Know that the word anneal means to "attach"- for DNA to pair by hydrogen bonds to a complementary sequence. The opposite of anneal is denature.
High heat causes the double-stranded DNA to denature, i.e. the two complementary strands separate from one another. Cooling the solution allows the complementary DNA strands to anneal with one another.
A Final Reflection on the Meaning of the Word Clone.
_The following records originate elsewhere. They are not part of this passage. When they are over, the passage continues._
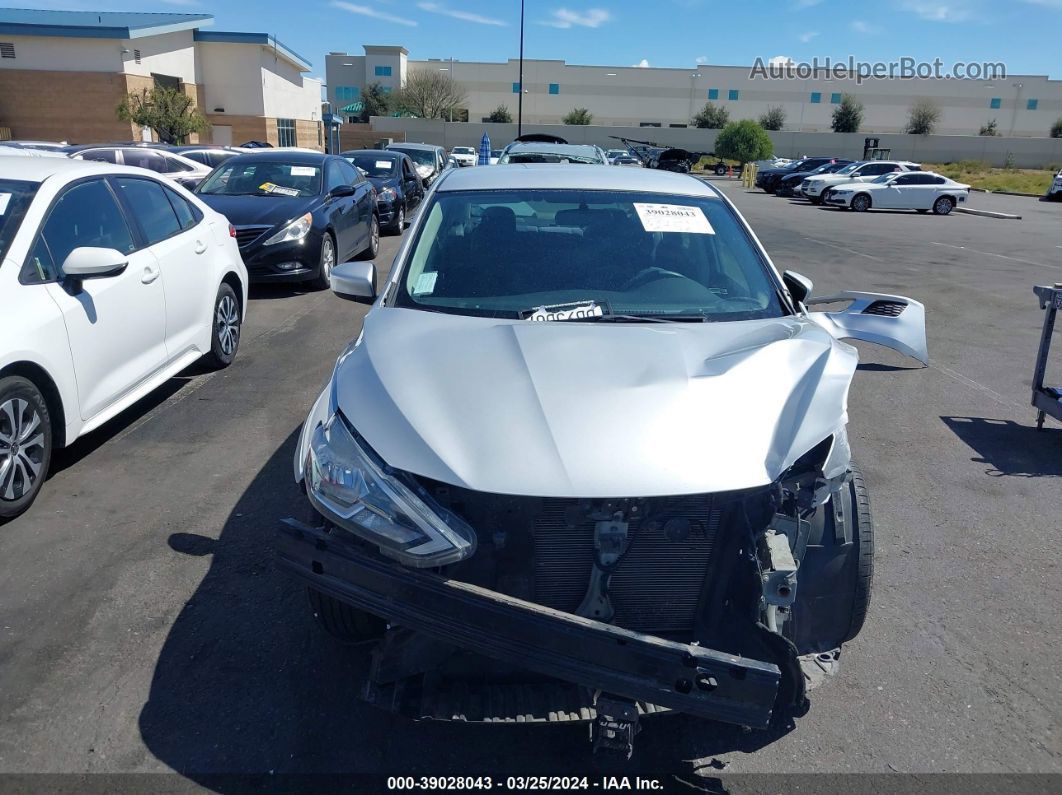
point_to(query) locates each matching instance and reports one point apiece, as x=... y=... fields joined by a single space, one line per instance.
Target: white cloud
x=935 y=11
x=367 y=12
x=862 y=27
x=568 y=18
x=465 y=16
The word clone simply means making an identical copy. So, when we say something is cloned we are saying something is copied. Therefore, the word clone can refer to many kinds of copying that occur in biotechnology applications. The common use of the term is when we say an organism is cloned. This type of cloning is what resulted in Dolly, the first cloned mammal. It is also known as reproductive cloning- good reporters will use this terminology in their reporting. This is what might someday happen with humans- making a copy or clone of a person.
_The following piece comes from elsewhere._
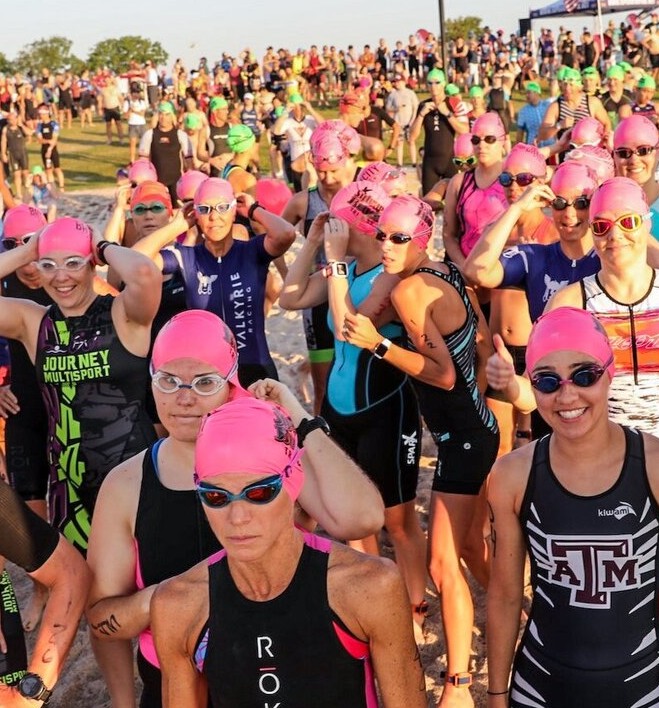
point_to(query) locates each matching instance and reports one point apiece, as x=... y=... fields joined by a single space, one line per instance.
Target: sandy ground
x=81 y=685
Scientists can also clone genes. This is generally done using bacterial plasmids. A gene of interest is isolated and extracted from some organism- the organism does not need to be a prokaryote- it can be a eukaryote like you and me. Think for a minute about why this is possible- it is very cool. . . Prokaryotes and eukaryotes all share a common ancestor- the genetic code that evolved in that very early ancestor, billions of years ago, was inherited by all its descendants- you, me, and the E.Coli bacteria living in our intestine! Since we all share this same genetic code, all organisms can read the code and therefore make the same proteins. Therefore human genes can be inserted into bacteria, and then these bacteria can make human proteins! They can literally become human protein factories. In fact the very first commercial use of this technology was in 1982 when Genentech, a biotech company in San Francisco, received FDA approval to have E.Coli bacteria manufacture human insulin. This made diabetics very happy for it was the first time in history they could actually inject real human insulin into themselves, even though it was made by a bacteria!